- long ciabatta loaf, sliced in half lengthways
- 3 tablespoons olive oil
- 1 teaspoon balsamic vinegar
- 1 teaspoon grainy or Dijon mustard
- 3 teaspoons green pesto
- 2 big handfuls of rocket or spinach
- 250g roasted red pepper from a jar
- 4-6 sun dried tomatoes, finely sliced
- 125g ball mozzarella, cut into slices
- 50g Parmesan, grated
- 6 slices of roasted ham
- Slice the ciabatta loaf in half lengthways and heat the oven to 200C/180C fan/gas 6.
- Put the ciabatta loaf halves, crust-side down, on a large baking tray and drizzle with a little olive oil. Pop them in the oven for a few mins until just golden and lightly toasted.
- Put the olive oil, balsamic vinegar, mustard and pesto in a bowl, then whisk them together with a fork.
- Remove the toasted ciabatta halves from the tray and drizzle the bottom slice with about half of the dressing.
- Arrange the rest of the ingredients in layers. Start with the rocket or spinach, then the pepper, sundried tomatoes, mozzarella and parmesan and ham.
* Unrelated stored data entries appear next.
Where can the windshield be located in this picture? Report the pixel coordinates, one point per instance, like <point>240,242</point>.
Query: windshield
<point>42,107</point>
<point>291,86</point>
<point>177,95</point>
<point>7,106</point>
- Drizzle over the rest of the dressing and pop the other slice of ciabatta on top.
- Press down on the sandwich to squash all the layers together.
- Wrap the sandwich in baking parchment and tie it together with a couple of pieces of string.
- Place a heavy baking tray on top of your sandwich and top it with weights or cookbooks. Pop it all in the fridge overnight or until you are ready to eat it. Cut and serve in slices for the perfect picnic snack.